Jan. 8, 11 a.m.: This is the new normal for Maryland.
The Terrapins can say they are the state champs of Michigan, but they don’t own their own state this season. One impressive victory (Michigan State) is offset by a damaging loss (Morgan State).
Over the past few years, Maryland has shown the ability to play an exceptional game one night and beat a top 10, top 5 or even a No. 1 team. But they have also shown the propensity to lose to the likes of Ohio, American and Morgan State on their home court.
Coach Gary Williams remains one of the best coaches in the country, but the Terrapins have not recruited enough talent to be able to cruise in games against formidable mid-major or even low-major programs.
There is more parity in college basketball and upsets occur across the country. Western Kentucky beats Louisville. Portland State beats Gonzaga. Harvard beats Boston College. But that doesn’t take away from the fact that no national champion since 1990 has fallen as quickly as Maryland has.

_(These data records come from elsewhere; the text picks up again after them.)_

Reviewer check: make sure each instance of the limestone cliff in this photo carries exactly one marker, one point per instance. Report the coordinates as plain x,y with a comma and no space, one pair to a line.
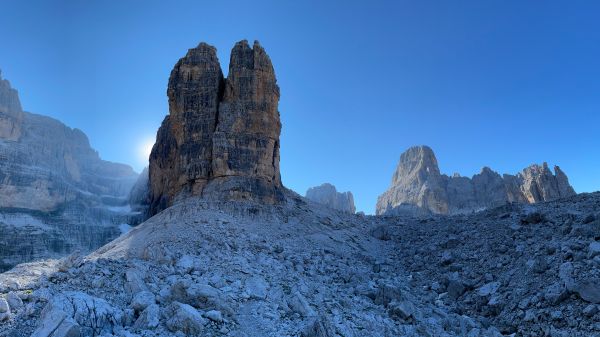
11,114
56,194
328,195
418,183
221,137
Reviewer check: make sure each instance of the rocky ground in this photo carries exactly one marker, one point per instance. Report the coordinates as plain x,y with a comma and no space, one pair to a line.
300,269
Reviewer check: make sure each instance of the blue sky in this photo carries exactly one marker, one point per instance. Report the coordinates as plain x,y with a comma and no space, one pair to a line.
484,83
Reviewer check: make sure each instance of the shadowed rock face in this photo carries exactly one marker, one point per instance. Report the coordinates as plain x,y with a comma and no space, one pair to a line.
327,194
418,183
221,137
11,114
56,194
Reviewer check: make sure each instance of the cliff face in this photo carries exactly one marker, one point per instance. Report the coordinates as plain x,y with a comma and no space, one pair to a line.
327,195
418,183
11,114
56,194
221,137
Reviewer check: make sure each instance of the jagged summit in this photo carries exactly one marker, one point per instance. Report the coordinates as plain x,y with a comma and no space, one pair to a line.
328,195
418,183
56,194
221,137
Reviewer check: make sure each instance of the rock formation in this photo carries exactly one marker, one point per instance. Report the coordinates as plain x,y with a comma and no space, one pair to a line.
418,185
327,195
221,137
11,114
56,194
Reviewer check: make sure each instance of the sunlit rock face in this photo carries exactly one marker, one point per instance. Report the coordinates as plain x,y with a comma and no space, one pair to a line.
56,194
328,195
418,185
221,137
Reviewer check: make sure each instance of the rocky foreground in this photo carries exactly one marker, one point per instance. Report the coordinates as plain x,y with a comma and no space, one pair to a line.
242,269
56,194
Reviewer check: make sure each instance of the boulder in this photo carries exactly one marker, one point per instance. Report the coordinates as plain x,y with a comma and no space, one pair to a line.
589,290
142,300
149,318
184,318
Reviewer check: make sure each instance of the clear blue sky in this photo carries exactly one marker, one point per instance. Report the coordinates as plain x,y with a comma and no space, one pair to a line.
497,83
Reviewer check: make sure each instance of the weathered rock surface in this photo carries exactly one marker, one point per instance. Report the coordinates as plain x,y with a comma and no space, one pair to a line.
418,186
221,137
300,268
56,194
327,195
11,113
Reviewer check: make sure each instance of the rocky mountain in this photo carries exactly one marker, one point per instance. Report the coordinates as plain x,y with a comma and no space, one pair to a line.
221,137
56,194
221,263
328,195
418,186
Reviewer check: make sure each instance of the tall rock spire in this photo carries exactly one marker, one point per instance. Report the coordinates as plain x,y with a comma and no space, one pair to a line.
221,137
11,113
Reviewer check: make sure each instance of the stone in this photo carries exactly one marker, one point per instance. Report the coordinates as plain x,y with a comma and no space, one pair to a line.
298,304
556,293
403,310
328,195
590,310
593,249
214,315
418,183
488,289
94,315
200,295
185,263
4,307
565,273
56,323
382,233
11,113
149,318
56,193
14,301
319,327
142,300
184,318
455,288
532,218
589,290
221,137
257,287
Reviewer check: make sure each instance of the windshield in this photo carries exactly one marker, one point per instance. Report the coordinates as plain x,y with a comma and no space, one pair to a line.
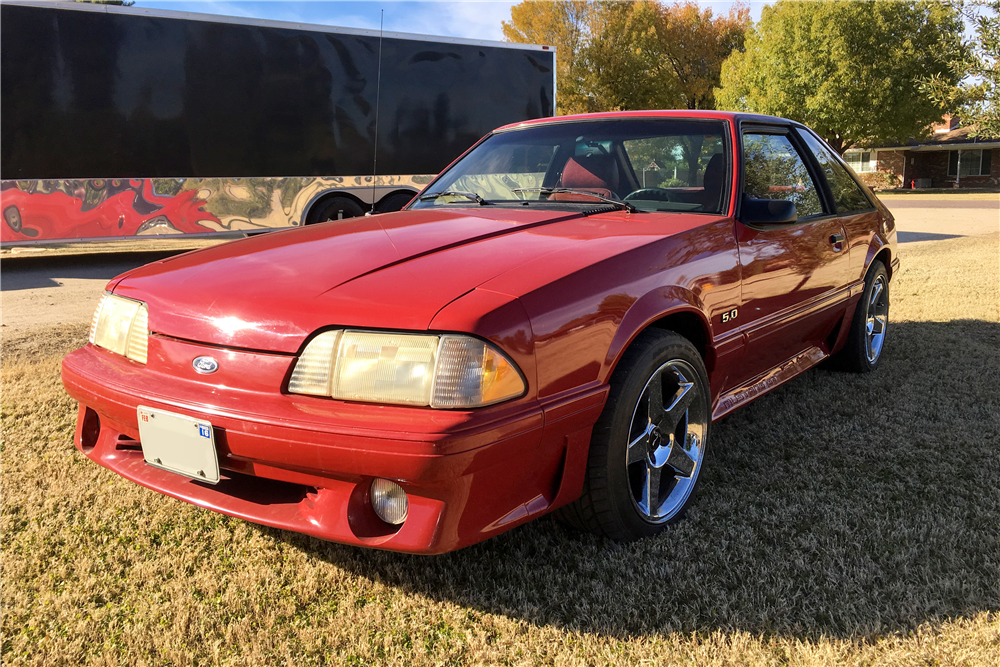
652,165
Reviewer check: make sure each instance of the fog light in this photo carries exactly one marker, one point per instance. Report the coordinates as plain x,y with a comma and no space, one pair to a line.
389,501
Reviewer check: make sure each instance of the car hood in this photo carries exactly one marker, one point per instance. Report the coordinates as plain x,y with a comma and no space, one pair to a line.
269,292
391,271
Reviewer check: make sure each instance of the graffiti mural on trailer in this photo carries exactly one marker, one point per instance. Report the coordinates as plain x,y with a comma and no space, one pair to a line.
40,210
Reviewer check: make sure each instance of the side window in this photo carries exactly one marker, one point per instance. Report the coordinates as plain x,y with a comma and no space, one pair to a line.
773,169
847,194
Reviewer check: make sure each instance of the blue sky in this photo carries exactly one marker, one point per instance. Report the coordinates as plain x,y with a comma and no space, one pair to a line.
468,19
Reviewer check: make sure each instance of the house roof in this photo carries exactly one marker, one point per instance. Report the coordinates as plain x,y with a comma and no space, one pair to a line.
957,138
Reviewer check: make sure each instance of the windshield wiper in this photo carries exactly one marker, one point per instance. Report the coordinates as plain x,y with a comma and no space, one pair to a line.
454,193
549,191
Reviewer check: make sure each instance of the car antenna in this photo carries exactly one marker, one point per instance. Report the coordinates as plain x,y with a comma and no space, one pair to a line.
378,91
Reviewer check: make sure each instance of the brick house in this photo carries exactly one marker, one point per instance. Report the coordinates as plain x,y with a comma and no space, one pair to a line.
948,159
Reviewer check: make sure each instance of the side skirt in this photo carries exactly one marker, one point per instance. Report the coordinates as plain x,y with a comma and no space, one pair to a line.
765,382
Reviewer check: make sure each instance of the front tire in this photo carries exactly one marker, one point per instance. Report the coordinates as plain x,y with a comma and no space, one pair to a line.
649,444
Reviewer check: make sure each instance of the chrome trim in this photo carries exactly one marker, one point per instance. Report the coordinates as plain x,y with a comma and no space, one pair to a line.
205,365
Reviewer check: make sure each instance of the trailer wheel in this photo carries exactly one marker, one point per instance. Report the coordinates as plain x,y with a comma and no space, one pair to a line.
394,202
334,208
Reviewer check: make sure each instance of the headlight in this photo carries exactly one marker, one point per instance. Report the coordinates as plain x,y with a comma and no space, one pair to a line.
120,325
448,371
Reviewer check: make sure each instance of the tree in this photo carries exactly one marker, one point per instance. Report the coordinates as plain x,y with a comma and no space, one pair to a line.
849,70
631,55
976,99
623,65
696,45
564,24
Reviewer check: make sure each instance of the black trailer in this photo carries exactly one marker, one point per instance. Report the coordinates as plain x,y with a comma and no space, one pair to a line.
120,121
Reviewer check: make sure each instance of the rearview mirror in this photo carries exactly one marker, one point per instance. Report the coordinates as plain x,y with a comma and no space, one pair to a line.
767,212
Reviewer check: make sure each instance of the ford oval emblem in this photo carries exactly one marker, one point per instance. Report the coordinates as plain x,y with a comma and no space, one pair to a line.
205,365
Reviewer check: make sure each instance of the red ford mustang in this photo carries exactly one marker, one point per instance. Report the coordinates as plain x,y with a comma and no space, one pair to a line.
555,322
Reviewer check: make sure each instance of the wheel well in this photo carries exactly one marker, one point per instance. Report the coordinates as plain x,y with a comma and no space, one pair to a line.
330,195
885,256
403,191
692,327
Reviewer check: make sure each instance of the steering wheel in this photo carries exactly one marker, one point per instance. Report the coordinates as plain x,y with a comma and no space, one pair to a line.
653,194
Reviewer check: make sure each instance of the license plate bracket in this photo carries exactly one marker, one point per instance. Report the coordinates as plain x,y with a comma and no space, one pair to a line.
179,444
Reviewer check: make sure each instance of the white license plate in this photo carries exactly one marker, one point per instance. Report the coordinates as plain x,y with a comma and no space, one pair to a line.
179,444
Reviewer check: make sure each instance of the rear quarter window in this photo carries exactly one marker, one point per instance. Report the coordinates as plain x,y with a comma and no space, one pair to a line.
848,196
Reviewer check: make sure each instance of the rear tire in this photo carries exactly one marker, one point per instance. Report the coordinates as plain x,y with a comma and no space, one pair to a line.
334,208
649,444
866,339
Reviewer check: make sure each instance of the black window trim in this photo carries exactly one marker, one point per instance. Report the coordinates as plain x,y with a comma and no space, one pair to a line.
812,167
827,190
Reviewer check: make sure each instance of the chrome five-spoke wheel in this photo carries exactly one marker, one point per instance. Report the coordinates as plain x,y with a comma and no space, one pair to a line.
877,318
648,447
865,342
665,442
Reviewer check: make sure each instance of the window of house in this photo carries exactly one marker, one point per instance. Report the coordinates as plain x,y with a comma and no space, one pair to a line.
972,163
860,161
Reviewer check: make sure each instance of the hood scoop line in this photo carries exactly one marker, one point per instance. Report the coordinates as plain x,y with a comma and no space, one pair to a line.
474,239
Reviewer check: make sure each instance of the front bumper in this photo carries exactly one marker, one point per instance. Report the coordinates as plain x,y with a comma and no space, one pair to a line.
305,464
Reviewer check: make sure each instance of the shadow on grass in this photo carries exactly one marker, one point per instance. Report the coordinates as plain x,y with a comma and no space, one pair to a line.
840,505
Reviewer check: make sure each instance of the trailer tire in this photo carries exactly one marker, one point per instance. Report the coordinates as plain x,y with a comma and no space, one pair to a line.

Syracuse dipped in the years following the 2003 title, but the Orange is again challenging near the top of the Big East. For Maryland, it has become accustomed to fighting it out in the middle of the ACC pack and hoping for one of the final at-large berths to the NCAA tournament.
Maryland’s RPI dropped 25 slots to 75 after the Morgan State loss. Its strength of schedule is 139. It has two wins over top 50 teams, which is good. But the remaining schedule is daunting, and it will likely take nine or 10 ACC wins to earn an at-large berth.
Maryland is also the only team in the top 100 of the RPI yet to play a true road game.
The Terrapins can still write their own ending to the season. But at this point, another appearance in the NIT is a lot more likely than a return to the NCAA tournament.